If one believes Chandra, as it turned out, it only took a few hours that hot summer day for Rao to change his mind. It also speaks volumes for the man's acumen and dexterity, attributes that would be so valuable to him in the ensuing years to ensure his political survival, too, as he faced threats ranging anything from the stability of his minority government, Babri demolition aftermath, the rise of the BJP, repercussions of the Gulf War over Kuwait, Bombay blasts fallout, the rise of terrorism in Kashmir and even the needling challenge thrown at him constantly from within his own Congress party.
But that day, Rao's mind was fully on the economic course correction he was saddled with, and to his credit, his decision was fast. The bureaucratic note had listed out the measures which the government had no option but to do (it was actually prepared for the previous government of Chandrashekar, but never implemented)—progressively dismantling the licence raj system, devaluation of the Indian rupee, cutting taxes, raising foreign investment in Indian business and economy and removing restrictions on import and export.
Of course, it is a testament to his economic vision, as well as political slyness, that he picked Manmohan Singh, an acknowledged economist but political novice, to be the face of the dramatic 'liberalisation'. Singh, impeccable in credentials if not in propriety, was the perfectly tempering foil to Rao's Chankya-esque machinations—he is said to have offered to resign three times when things didn't seem to go well. The first was just a few days into the process, when Rao developed cold feet over devaluing the rupee. He told Singh and by the time Singh contacted the RBI governor, the deed was already done. Singh promptly offered to resign, though Rao would not hear of it.
Singh recounted later that Rao had joked with him that if the reforms were successful Rao would take credit, but if they did not work out well, Singh would be sacked as the scapegoat. Perhaps, just perhaps, it wasn't really a joke.
Luckily for India and for Manmohan Singh, that moment never came. Instead, India course corrected itself into a new age of liberalisation, a sudden glut of riches and western-style consumerism best exemplified by channels like MTV and Star Plus on the new satellite TV platforms. Malls, mobiles and multiplexes were soon on their way. Detractors point out how income gaps widened with the rural population not seemingly getting their due, but the liberalisation did pull up hundreds of millions up the middle class value chain as opportunities sprouted, incomes ballooned, business boomed and the GDP went up. In 2015, India outran China to become the fastest growing major economy in the world, a direct outcome of the liberalisation policies unleashed by the Rao-Singh combine.
There couldn't possibly have been a more unlikely harbingers of change than this two. “Both Rao and Manmohan were pillars of the ancient régime, stalwarts of the very system they set out to replace,” reminisces Ramesh in his book.
While the socialist moorings on which he built up a better part of his political career caused him discomfiture at the inherent inequality that liberalised policies would inflict on the disadvantaged, many fellow ministers and bureaucrats talk of how he tried to bring in social welfare policies.

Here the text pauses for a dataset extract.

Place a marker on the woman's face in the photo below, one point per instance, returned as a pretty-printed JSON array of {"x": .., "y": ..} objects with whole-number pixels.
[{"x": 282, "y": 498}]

Rao did steadfastly maintain his reformist zeal throughout his stint as PM. In 1992, a series of measures opened the Indian stock markets for a boom (and a whole lot of scams, too). He set up the National Stock Exchange in 1994, and progressively reduced limits on FDI and areas where foreign investors could come in. One simple statistic proves the efficacy of Rao's reforms – foreign investment in India was 132 million dollars when Rao kicked off liberalisation. As he demitted office five years later, it had risen to 5.3 billion dollars. The insider may have been forced to the sidelines as national politics, and Congress politics, transformed after the party's defeat in the 1996 elections, but the revolution he sparked off from within is what still gives the sparkle to India's calling card on the world stage.